NEXL ML Documentation

1. Experiment Overview

1.1. Introduction

Project Purpose: NEXL ML is a data collection platform designed to gather human feedback on a variety of query types. It enables users to conduct active learning experiments while tracking experimental data and other key metrics.
Scope: This documentation outlines the available query types and their usage, including how to modify input parameters. It also provides guidance on deploying the application, starting and testing an experiment, and managing a running experiment by performing actions such as retiring or unretiring an experiment, and monitoring embedding calculations and server performance metrics.

1.2. Supported Query Types

A Rank B

Overview: Given $A$ number of items, participants choose $B < A$ out and rank them based on some anchor item.
Query Interface:
- The red box displays the full pool of items.
- The green box is where the $B$ items that a participant intends to rank are placed.
- Clicking on an item in the red box transfers it to the green box, while clicking on an item in the green box returns it to the red box.
- To arrange the items, simply drag and drop them within the green box.
- A participant can only submit their response when exactly $B$ items are in the green box.
Dynamic Sampling Algorithm: Each query is generated dynamically by some algorithm.
- Random Sampling: Implements a basic approach by randomly selecting $A+1$ items from all user-provided targets.
  - Users can modify the input values for $A$, $B$, and the set of items to be ranked (see template NEXT/local/template/ArankB-init.yaml for all adjustable parameters).
- Info-Tuple Sampling: Dynamically updates an embedding based on responses received in real time and selects the tuple of items expected to yield the highest information gain as the subsequent query.
  - In addition to the configurable options mentioned above, users can adjust a range of parameters unique to Info-Tuple Sampling, including the number of burn-in iterations, total iterations, down-sampling rate, and more (see template NEXT/local/template/ArankB-init.yaml for comprehensive configuration details and explanations for each parameter).

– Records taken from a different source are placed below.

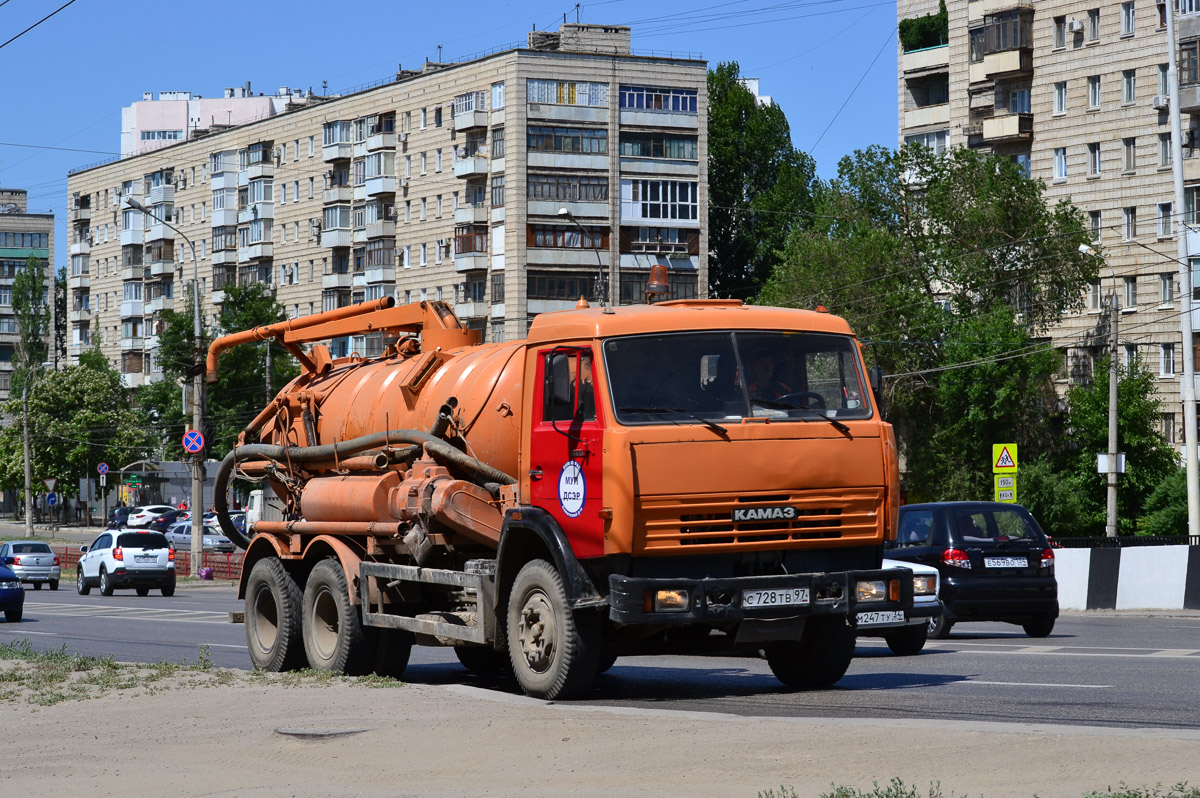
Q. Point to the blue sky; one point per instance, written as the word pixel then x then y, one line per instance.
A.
pixel 67 78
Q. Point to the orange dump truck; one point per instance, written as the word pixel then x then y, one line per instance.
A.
pixel 660 478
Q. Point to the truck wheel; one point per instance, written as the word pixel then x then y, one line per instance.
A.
pixel 334 637
pixel 555 652
pixel 273 617
pixel 907 641
pixel 819 659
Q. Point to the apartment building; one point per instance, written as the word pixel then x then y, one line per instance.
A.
pixel 1075 93
pixel 22 234
pixel 509 185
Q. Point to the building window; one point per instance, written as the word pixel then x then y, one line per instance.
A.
pixel 1129 223
pixel 1128 87
pixel 1167 359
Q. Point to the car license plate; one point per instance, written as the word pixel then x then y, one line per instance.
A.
pixel 783 598
pixel 881 617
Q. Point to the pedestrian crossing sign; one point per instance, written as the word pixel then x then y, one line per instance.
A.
pixel 1003 457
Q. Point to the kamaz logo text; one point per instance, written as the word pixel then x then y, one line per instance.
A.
pixel 778 513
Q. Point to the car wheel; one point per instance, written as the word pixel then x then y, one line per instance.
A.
pixel 907 641
pixel 1038 627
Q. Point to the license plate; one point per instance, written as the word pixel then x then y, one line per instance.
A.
pixel 783 598
pixel 880 618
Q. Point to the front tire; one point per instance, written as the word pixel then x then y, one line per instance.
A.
pixel 819 659
pixel 334 636
pixel 555 652
pixel 907 640
pixel 273 617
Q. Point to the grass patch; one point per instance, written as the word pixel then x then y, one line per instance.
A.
pixel 47 678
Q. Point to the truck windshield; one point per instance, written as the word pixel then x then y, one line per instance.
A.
pixel 699 377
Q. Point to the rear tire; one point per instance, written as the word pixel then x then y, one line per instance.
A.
pixel 334 636
pixel 1038 627
pixel 907 640
pixel 555 651
pixel 819 659
pixel 273 617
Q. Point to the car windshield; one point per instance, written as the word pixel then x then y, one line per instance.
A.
pixel 702 377
pixel 142 540
pixel 995 525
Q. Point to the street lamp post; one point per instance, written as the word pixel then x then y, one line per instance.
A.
pixel 197 395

Binary Sentiment Word Classification Rank One and Rank N

Overview: Given $n$ words, participants needs to choose the most positive word(Rank One)/ rank from most positive to most negative(Rank N).
Query Interface for Rank One:
- The central box displays the full pool of words.
- Clicking on a word will highlight it to indicate choice.
Query Interface for Rank N:
- The central box displays the full pool of words.
- Clicking on an word will highlight it to indicate choice.
- A participant can only submit their response when exactly one word is clicked.
Static Sampling Algorithm:
- Read CSV: Given a CSV file where each row represents the content of one query. Truncate the first number_of_queries rows off and naively present them as query.
  - A specific way of implementing static sampling explained previously.

Pool Based Triplets(By Neuromatch)

Overview: Given an item triplet. Participants need to choose one item out of two give an anchor.
Query Interface:
- The top box displays the anchor item.
- Clicking one of the item on the bottom to suggest preference.
- Next query will automatically load after clicking.
Sampling Algorithm:
- CrowdKernel
- RandomSampling
- STE
- UncertaintySampling
- ValidationSampling
  - User can decide what algorithms to include with what proportion. Refer to NEXT/local/PBS-init.yaml for more details.

1.3. Experiment Outcomes

Results Overview: All experiment-related input, whether provided by the user or generated by the system, is accessible at all times. Additionally, data such as embeddings, participant counts, and received responses can be monitored continuously, although the update frequency may vary based on the algorithm.
Performance Metrics: The performance metrics available to the user include an algorithmic timing plot for each type of request, which details how long the NEXT system took to respond to a sequence of requests, as well as a histogram that presents client-side or participant-side timing data, among other information.

2. Preparation

2.1. AWS Instance Setup

This section describes how to set up an AWS instance to host the NEXT ML platform. Instructions for how to run the system locally can be found in the README.md of the local directory in the NEXT github repository. We assume that you have an AWS account and are familiar with computer systems, linux, SSH and the terminal.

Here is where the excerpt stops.